I am looking for the standard error for the distribution of the difference in proportions for hypothesis testing when the null hypothesis is that the two proportions are different by a constant.
Let's say that: $H_0: {p}_1 = {p}_2 + c$. Then I've seen that $\sigma_{\hat{p}_1 - \hat{p}_2}=\sqrt{\frac{\hat{p}_1(1-\hat{p}_1)}{n_1}+\frac{\hat{p}_2(1-\hat{p}_2)}{n_2}}$
Is that true, or is there another formula one should use? (say: $H_0: \hat{p}_1 = \hat{p}_2 + c$. Then I've seen that $\sigma_{\hat{p}_1 - \hat{p}_2}=\sqrt{\frac{(\hat{p}_2 + c)(1-(\hat{p}_2 + c))}{n_1}+\frac{\hat{p}_2(1-\hat{p}_2)}{n_2}}$)

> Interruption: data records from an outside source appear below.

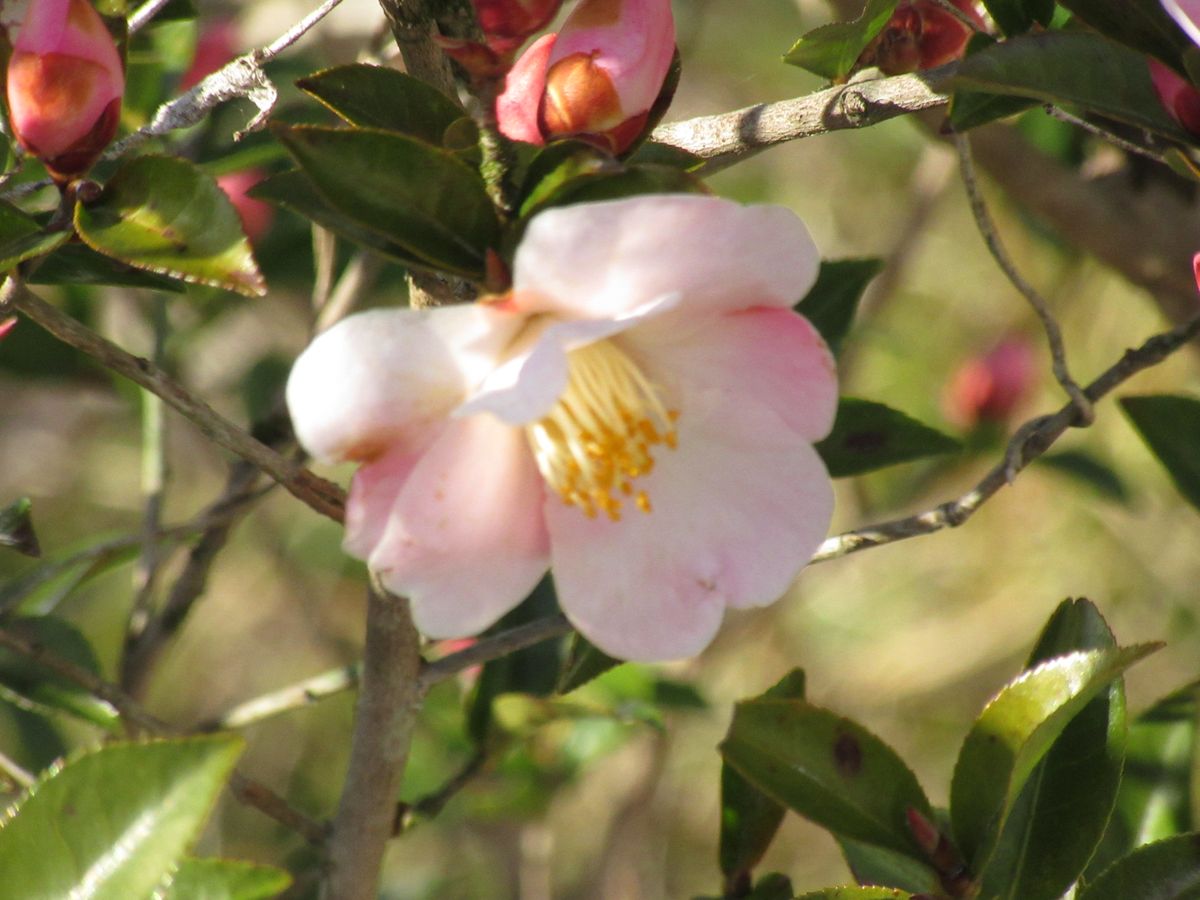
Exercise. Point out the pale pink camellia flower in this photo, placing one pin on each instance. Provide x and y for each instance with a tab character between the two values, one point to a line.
597	78
991	387
1180	99
65	85
256	215
1187	15
636	413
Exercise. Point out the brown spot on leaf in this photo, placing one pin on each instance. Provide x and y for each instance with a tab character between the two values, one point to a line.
847	755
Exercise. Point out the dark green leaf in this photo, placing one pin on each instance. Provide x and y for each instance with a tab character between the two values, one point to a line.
40	689
79	264
856	893
112	823
1140	24
829	769
832	301
1155	797
1079	69
532	671
225	880
17	528
1087	469
832	51
383	97
869	436
583	663
1167	870
880	865
749	817
22	238
419	197
1014	733
1015	17
1170	426
163	215
1061	813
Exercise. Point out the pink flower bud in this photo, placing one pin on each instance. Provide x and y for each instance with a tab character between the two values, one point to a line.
597	79
1179	97
990	388
65	85
508	23
256	215
216	46
921	35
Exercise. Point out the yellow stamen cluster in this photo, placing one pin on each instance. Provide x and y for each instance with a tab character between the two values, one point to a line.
600	435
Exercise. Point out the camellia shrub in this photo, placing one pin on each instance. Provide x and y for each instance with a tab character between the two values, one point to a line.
568	391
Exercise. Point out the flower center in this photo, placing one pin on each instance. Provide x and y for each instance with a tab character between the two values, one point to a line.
600	436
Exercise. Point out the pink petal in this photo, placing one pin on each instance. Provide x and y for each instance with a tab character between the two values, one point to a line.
1187	15
601	259
769	357
466	540
388	376
738	509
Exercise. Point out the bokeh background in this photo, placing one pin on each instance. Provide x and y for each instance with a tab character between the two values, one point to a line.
617	796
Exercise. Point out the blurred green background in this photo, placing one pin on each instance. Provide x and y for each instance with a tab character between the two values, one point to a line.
621	798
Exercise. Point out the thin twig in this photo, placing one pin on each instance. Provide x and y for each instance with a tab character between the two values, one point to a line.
1085	415
294	696
246	790
1030	442
322	496
1097	131
384	720
493	647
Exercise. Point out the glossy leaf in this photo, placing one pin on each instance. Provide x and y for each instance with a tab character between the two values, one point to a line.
1170	426
749	817
22	238
1079	69
40	689
869	436
419	197
295	192
829	769
1014	733
225	880
17	528
1140	24
1155	797
880	865
1015	17
79	264
165	215
1061	814
832	301
111	825
1167	870
832	51
384	97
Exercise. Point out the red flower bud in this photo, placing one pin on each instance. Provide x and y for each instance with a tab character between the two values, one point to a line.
256	215
597	79
921	35
1179	97
990	388
508	23
65	85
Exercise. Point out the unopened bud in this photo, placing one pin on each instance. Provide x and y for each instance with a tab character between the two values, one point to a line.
919	35
597	79
1179	97
65	85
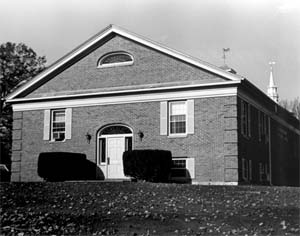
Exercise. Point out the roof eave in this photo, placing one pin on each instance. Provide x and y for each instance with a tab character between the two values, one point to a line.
115	29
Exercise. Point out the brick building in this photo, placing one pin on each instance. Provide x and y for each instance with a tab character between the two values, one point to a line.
119	91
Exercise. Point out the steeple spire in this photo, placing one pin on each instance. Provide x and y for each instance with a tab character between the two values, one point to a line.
272	89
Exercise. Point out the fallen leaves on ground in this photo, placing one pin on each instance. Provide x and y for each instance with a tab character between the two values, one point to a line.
103	208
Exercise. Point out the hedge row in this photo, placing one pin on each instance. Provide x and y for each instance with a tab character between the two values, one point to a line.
148	165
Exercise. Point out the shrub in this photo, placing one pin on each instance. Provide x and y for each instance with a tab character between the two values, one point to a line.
60	166
148	165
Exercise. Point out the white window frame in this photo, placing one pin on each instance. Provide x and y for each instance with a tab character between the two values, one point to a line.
245	169
51	125
169	118
263	127
246	119
115	64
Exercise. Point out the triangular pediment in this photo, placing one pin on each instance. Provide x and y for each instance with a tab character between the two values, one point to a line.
77	71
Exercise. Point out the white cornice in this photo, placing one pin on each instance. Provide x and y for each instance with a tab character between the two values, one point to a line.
123	99
117	30
123	92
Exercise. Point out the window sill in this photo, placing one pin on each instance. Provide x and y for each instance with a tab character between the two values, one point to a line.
53	141
177	136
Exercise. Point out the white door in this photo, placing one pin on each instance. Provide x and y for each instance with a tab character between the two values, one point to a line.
115	149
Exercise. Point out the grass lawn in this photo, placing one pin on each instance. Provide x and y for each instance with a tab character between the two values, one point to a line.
104	208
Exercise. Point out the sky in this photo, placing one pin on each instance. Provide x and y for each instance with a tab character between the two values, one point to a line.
256	31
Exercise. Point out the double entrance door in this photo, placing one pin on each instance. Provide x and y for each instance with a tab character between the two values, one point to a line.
110	154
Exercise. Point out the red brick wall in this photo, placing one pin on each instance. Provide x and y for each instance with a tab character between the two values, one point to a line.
282	149
149	67
213	145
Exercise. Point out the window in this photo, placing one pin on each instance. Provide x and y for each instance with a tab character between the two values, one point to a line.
263	127
178	168
115	59
102	156
177	117
263	172
245	169
245	119
58	125
128	143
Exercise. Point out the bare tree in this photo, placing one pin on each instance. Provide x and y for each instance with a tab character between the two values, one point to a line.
18	64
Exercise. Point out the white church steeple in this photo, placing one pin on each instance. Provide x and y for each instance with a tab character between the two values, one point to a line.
272	89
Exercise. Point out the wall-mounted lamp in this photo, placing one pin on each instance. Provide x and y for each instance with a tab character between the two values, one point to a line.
88	137
141	135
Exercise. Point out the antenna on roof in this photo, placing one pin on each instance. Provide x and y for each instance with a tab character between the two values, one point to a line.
224	54
272	89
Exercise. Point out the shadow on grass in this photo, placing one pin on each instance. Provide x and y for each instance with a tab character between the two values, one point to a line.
62	166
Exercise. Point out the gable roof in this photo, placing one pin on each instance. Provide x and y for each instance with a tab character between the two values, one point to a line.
112	29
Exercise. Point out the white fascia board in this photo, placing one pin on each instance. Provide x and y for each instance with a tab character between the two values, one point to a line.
57	65
177	54
271	114
134	37
123	99
117	92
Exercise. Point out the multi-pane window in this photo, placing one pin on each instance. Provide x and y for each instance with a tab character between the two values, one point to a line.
179	168
115	59
245	119
245	169
102	150
177	117
263	127
58	125
263	172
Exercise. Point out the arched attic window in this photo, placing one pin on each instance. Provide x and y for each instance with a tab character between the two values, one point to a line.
113	59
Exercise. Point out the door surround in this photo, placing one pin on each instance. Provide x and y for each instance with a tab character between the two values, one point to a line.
113	168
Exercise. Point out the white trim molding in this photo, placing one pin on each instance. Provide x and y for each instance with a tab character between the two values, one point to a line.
214	183
123	99
110	30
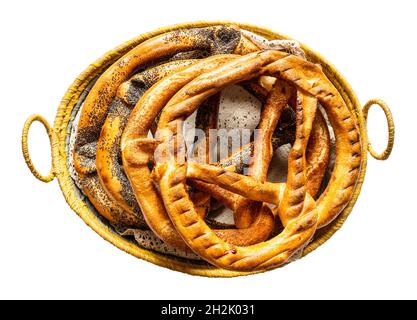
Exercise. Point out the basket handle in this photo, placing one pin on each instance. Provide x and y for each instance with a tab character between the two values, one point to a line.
391	129
25	148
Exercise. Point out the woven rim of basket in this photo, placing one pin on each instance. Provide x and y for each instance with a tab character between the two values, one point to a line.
59	154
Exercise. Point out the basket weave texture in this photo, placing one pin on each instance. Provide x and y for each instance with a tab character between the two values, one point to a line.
58	136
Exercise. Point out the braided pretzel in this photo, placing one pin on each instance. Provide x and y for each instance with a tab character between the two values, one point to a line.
137	151
299	229
317	159
216	39
110	171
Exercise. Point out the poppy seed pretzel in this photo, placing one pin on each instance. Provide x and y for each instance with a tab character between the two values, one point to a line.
246	210
318	153
138	151
338	192
299	229
109	169
214	40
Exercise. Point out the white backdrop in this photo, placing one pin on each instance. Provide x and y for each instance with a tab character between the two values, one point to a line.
46	251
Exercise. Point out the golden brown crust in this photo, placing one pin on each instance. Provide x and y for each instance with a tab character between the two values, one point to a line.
299	228
214	40
109	169
137	149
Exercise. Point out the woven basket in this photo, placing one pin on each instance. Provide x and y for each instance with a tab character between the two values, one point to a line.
58	135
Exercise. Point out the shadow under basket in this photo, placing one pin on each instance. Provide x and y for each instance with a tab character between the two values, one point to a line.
59	138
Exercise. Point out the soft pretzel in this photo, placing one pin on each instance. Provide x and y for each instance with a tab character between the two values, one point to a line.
298	230
347	160
109	168
137	152
246	209
137	149
214	40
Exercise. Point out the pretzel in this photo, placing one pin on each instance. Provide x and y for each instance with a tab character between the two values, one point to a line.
300	228
137	151
317	159
216	39
109	170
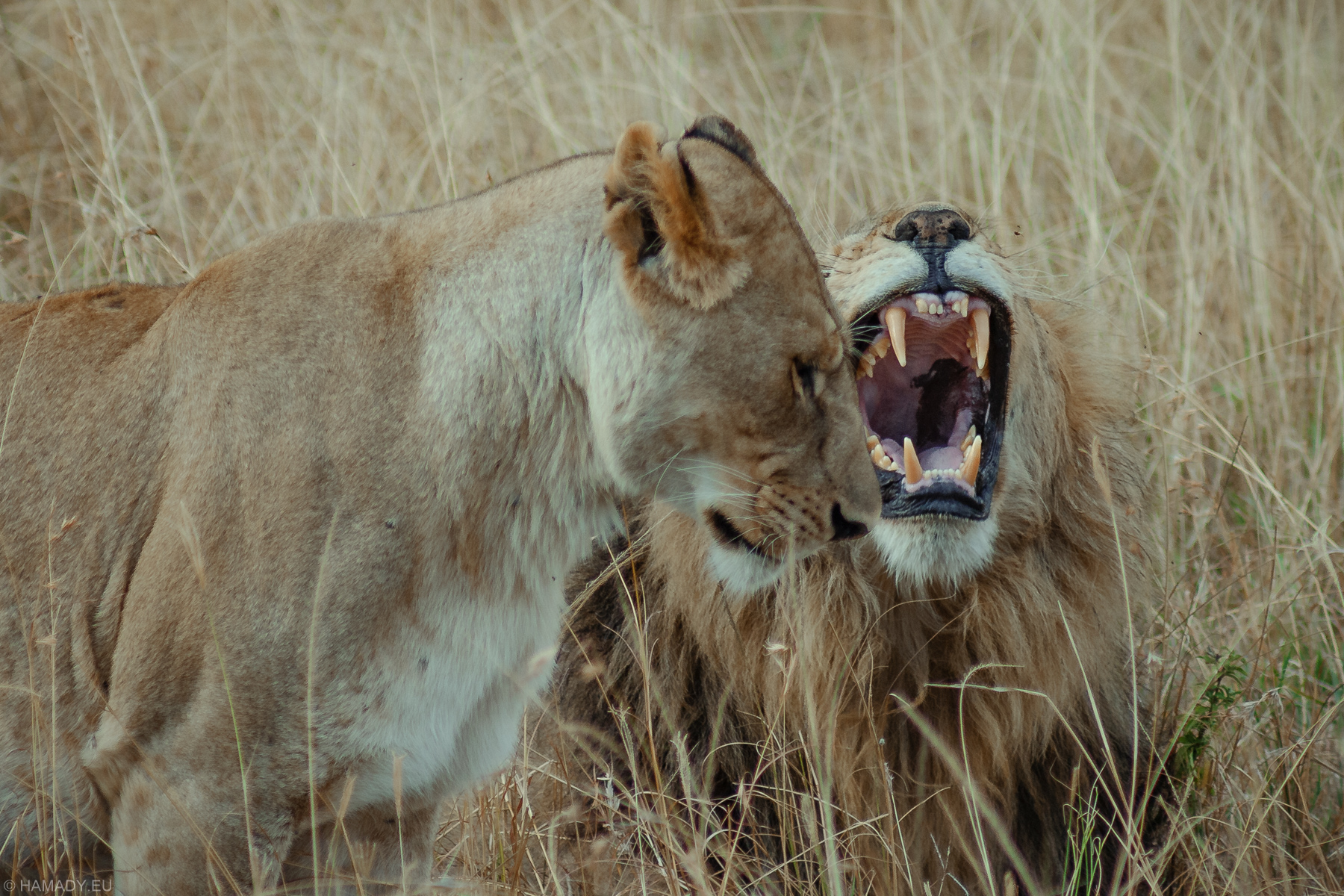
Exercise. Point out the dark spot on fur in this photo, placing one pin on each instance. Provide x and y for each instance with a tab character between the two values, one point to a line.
718	129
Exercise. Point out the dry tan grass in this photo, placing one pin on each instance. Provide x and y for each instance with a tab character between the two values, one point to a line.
1179	166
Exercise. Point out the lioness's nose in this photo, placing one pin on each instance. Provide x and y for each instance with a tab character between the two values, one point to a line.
843	528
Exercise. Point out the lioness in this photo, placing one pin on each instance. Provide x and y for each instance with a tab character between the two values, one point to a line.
960	682
285	546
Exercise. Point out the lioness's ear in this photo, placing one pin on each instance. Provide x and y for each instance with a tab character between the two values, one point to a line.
662	225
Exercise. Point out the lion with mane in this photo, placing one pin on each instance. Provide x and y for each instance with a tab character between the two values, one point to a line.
959	685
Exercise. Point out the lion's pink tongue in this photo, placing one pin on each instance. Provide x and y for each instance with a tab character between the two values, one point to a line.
944	458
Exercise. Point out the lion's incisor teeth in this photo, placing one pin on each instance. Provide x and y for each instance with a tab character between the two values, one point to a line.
913	472
895	320
981	319
971	467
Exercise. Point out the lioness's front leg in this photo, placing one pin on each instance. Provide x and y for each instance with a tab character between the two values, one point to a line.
371	852
178	832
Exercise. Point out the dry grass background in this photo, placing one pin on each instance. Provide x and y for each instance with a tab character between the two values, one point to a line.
1179	166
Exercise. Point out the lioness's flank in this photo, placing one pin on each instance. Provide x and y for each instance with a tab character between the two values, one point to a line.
285	546
954	692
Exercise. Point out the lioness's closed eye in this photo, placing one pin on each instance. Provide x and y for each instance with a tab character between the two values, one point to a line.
285	544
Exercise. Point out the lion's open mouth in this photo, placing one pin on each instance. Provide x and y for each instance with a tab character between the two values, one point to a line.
932	385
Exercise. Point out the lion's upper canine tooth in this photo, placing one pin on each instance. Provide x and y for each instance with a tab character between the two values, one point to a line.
981	319
965	442
913	472
895	320
971	467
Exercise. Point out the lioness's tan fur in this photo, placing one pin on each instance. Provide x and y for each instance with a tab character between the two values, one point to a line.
284	547
961	727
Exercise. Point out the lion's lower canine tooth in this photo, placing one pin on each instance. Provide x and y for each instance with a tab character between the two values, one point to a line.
895	320
913	472
981	317
971	467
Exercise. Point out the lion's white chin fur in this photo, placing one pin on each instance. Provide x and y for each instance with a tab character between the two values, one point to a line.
927	550
741	573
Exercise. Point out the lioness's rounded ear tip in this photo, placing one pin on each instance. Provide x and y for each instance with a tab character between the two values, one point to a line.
641	137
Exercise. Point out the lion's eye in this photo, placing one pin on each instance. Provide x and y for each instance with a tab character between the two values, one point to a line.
806	379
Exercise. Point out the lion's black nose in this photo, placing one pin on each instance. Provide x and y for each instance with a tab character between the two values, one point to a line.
932	227
844	528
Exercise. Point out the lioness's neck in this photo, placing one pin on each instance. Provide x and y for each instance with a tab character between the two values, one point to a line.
517	374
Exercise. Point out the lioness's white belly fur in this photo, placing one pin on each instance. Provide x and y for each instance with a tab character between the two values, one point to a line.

p.s: if we are on the subject, why (or where can I read about), why the difference of proportions is asymptotically normal? I know that for a single sample test, it is based on the central limit theorem (since the variance is decided based on the null hypothesis). But for the difference in proportions the variance is estimated, so this should have been a t-test. So while the large N would move this to Z, I wonder if there is any other reason to consider. Other then that the difference of two normals is normal.